Last week, we were surprised with one of the UK’s rarest gifts; snow. In light of this, I thought I’d write a short description about the snow, as I found my surrounding landscapes truly beautiful. Similarly, the snow also brought a general happiness to the week, and so I made sure to include one of my favourite activities in the description- sledging! I’m not the greatest creative writer, but I saw the snow as a great stimulus to test my skills and hopefully I didn’t do too badly… Enjoy!
I draw my blind open and I see a flash of white, before my eyes adjust to the beauty before me. It has snowed. My brain seems to be in a panic as it tries to distinguish the usual landscape my window views. My garden seems unrecognisable. The sun is positioned high in the sky at one o’clock, and some lucky snowflakes get to glisten as it shines on them.

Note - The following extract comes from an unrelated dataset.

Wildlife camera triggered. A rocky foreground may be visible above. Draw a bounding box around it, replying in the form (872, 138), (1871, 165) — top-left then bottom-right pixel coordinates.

My chest rises as I take some deep breaths to appreciate the immense jewel before me. I wonder how many others are feeling the same as me; stood at their window in silence, as this sight needs no words. The trees that had been withered and bare now have a coat to comfort them, and the dismal, bricked buildings now stand proudly painted white. The hills boast the thickest mask and what had been the fences of fields create the illusion of ski tracks. The world around me is consumed by one of nature’s wonders and I smile to myself as I spot the sledges stacked up on the patio.
The air is crisp in a way that I imagine oxygen would smell if it was given a scent. My eyes threaten to release a spring of tears as they protest to the sudden change in the brightness of my surroundings. I feel a breeze around the top of my chest where my coat isn’t quite done up and my snood is failing to cover. My feet feel heavy in my snow boots, as each movement is laboured with their weight and the footprints that clings to you on every step. I acknowledge passers by, whose rosy cheeks could act as lampposts when the light will inevitably dim, and I feel at peace with the joy the snow seems to bring everyone. Some say ‘Hello!’, some simply nod, and some are followed by snotty children whose sledging expiry date has clearly passed. As I reach the top of the hill I am met with euphoria; I chuckle to myself as if this cannot be real.
My plastic sledge moans as I slouch down on it, as if trying to remind me that it probably wasn’t designed for a seventeen year old girl. I grip the faded blue, flimsy strings in front of me, holding them like reigns so I might appear to know what I’m doing. My brother and I exchange nods of encouragement; our signal to go. I push my feet down into the snow, trying to gain as much force as possible before the descent. I bring my legs up off the ground, and the sledge seems to lift itself and I feel as though I am drifting up off the hill. The wind focusses on stealing my hat, so my face only encounters a small, pleasant breeze. I can feel myself picking up momentum and excitement rushes through my body. I cheer as I dodge people, dogs and trees and laugh at how slow and sad I must look to so many observers. The sledge and I jolt in different directions as we soar over sticks and bumps but I don’t feel the bruises I am causing. I continue hurtling down the slope but I am only smiling, and I think that I will stay smiling for the rest of the day.